Monday, April 25, 2011

My Poetry Year: Entry #19

In which Your Humble Blogger imagines old age in ten syllables per line:

"The House"

I've heard that white isn't fashionable.
Blame the sun. The siding used to be brown.
And I know this here can't be considered
A private front-yard tranquility pond;
It's just a puddle, filled by mud water
From the choked gutters. And it has no koi.
A spacious bath and shower, maybe? No?
Just trying to laugh. Because the corners
Of the porch have long looked like the cracked walls
Of a quarry, and the house is quite old,
Has been for some time, and I can see you
Wondering how anyone can sleep here.
Well, come. Come inside. Let me show you how
I sleep: with my head resting on scrapbooks
and my legs propped on stacks of forty-fives.
Satisfied by the best meals I've eaten.
Falling in love with old friends. Come. Enjoy
The fire. The fire's always better when shared.
Enjoy it before the remaining years
Consume the house, and the fire is set free.

* * *

I fear that the idea of a house as a metaphor for an old, tired body gets lost, especially in the beginning of the poem; worse, I suspect that the description of the house in the beginning just isn't clear or interesting. But I still like the way the poem ends.
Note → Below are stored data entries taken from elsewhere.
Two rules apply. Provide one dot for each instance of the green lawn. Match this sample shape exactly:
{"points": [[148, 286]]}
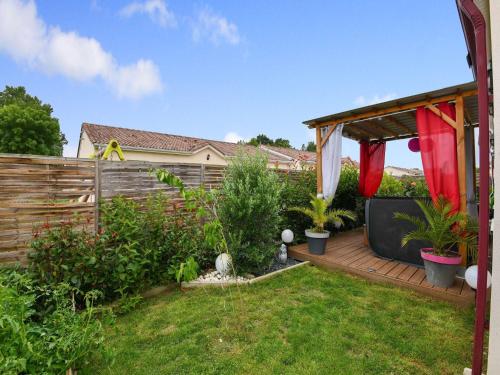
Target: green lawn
{"points": [[305, 321]]}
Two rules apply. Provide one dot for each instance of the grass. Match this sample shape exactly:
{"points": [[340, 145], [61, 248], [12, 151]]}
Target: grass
{"points": [[305, 321]]}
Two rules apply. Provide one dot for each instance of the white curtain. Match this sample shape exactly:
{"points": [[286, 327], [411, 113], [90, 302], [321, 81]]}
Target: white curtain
{"points": [[332, 154]]}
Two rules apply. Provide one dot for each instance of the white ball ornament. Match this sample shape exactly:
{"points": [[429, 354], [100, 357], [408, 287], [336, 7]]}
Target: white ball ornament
{"points": [[223, 264], [471, 277], [287, 236]]}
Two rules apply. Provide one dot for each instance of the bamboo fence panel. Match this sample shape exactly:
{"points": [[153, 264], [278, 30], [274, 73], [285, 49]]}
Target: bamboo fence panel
{"points": [[37, 190], [40, 190]]}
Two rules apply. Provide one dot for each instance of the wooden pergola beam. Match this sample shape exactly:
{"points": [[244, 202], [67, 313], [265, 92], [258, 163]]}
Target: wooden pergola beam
{"points": [[383, 127], [394, 109], [327, 135], [399, 124], [359, 131], [443, 115], [374, 135]]}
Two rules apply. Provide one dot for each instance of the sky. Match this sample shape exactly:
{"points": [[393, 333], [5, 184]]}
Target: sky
{"points": [[228, 70]]}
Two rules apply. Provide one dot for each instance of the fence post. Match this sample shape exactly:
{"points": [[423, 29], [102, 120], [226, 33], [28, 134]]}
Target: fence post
{"points": [[97, 193], [202, 175]]}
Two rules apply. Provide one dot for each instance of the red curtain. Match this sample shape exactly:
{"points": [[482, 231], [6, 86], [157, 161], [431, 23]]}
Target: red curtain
{"points": [[438, 149], [372, 158]]}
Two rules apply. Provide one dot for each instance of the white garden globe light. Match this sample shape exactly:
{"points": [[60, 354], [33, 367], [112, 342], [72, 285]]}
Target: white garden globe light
{"points": [[223, 264], [287, 236], [471, 277]]}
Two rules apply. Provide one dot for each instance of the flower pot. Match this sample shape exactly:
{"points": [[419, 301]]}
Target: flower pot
{"points": [[317, 241], [440, 270]]}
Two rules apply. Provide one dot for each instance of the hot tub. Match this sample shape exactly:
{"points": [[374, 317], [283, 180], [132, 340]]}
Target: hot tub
{"points": [[385, 232]]}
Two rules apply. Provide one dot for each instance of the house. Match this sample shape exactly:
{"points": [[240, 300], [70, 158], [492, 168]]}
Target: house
{"points": [[403, 172], [159, 147]]}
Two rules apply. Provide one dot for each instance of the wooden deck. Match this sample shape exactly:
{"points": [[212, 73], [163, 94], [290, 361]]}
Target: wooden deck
{"points": [[347, 252]]}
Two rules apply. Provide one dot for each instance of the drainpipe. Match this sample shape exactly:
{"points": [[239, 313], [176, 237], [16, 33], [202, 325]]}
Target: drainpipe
{"points": [[472, 12]]}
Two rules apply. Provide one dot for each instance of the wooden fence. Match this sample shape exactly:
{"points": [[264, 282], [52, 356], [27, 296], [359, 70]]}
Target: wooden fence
{"points": [[36, 190]]}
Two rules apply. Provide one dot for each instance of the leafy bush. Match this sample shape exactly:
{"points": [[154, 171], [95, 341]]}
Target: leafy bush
{"points": [[133, 249], [185, 271], [249, 211], [49, 343]]}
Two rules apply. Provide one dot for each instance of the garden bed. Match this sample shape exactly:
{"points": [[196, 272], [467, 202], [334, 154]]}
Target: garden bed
{"points": [[213, 278]]}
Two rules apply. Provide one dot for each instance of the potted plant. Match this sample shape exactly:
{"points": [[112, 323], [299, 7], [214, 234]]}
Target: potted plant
{"points": [[320, 213], [444, 230]]}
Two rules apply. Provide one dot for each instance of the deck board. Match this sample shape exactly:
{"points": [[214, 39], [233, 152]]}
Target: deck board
{"points": [[346, 252]]}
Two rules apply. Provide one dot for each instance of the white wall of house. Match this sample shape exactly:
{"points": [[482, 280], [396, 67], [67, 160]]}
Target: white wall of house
{"points": [[494, 344]]}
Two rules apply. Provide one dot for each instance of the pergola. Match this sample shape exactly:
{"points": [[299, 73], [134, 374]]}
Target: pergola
{"points": [[396, 119]]}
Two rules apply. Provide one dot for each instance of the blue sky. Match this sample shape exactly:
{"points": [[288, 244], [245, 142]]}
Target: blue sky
{"points": [[228, 69]]}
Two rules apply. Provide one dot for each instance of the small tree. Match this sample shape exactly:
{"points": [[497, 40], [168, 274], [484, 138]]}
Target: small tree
{"points": [[27, 125], [249, 210]]}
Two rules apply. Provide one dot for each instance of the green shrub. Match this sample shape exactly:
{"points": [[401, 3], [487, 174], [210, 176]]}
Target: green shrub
{"points": [[249, 210], [297, 188], [390, 187], [415, 187], [296, 193], [47, 344]]}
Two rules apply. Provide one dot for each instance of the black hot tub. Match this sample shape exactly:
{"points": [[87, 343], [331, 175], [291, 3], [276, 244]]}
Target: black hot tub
{"points": [[385, 232]]}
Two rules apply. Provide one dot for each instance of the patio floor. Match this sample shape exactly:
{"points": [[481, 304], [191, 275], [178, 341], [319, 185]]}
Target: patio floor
{"points": [[346, 251]]}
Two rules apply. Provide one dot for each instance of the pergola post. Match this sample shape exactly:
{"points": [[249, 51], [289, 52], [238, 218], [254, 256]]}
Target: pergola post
{"points": [[462, 181], [319, 162]]}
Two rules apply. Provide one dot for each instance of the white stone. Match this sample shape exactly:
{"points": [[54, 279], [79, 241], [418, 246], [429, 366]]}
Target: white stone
{"points": [[287, 236], [223, 263]]}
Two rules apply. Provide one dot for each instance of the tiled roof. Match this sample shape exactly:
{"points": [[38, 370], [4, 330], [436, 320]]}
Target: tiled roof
{"points": [[293, 153], [141, 139]]}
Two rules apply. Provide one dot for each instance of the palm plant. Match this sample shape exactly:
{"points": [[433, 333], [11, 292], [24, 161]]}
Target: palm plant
{"points": [[320, 213], [444, 229]]}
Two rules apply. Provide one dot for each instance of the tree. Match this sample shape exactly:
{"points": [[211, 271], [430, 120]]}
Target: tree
{"points": [[311, 146], [27, 125], [261, 139]]}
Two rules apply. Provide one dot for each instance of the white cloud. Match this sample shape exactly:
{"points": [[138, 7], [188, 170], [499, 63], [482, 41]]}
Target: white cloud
{"points": [[361, 100], [215, 28], [27, 39], [70, 150], [233, 137], [157, 11]]}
If some crazy god or demon told me that I could only choose three batches of writing from last year's poems to keep while the rest of the notebook got tossed in flames -- well, there are two whole poems that I would save, and then I would ask to keep the last three lines (plus one word) of this poem.

And then I would snicker like a trickster, because many of these poems are typed up and saved to a hard drive.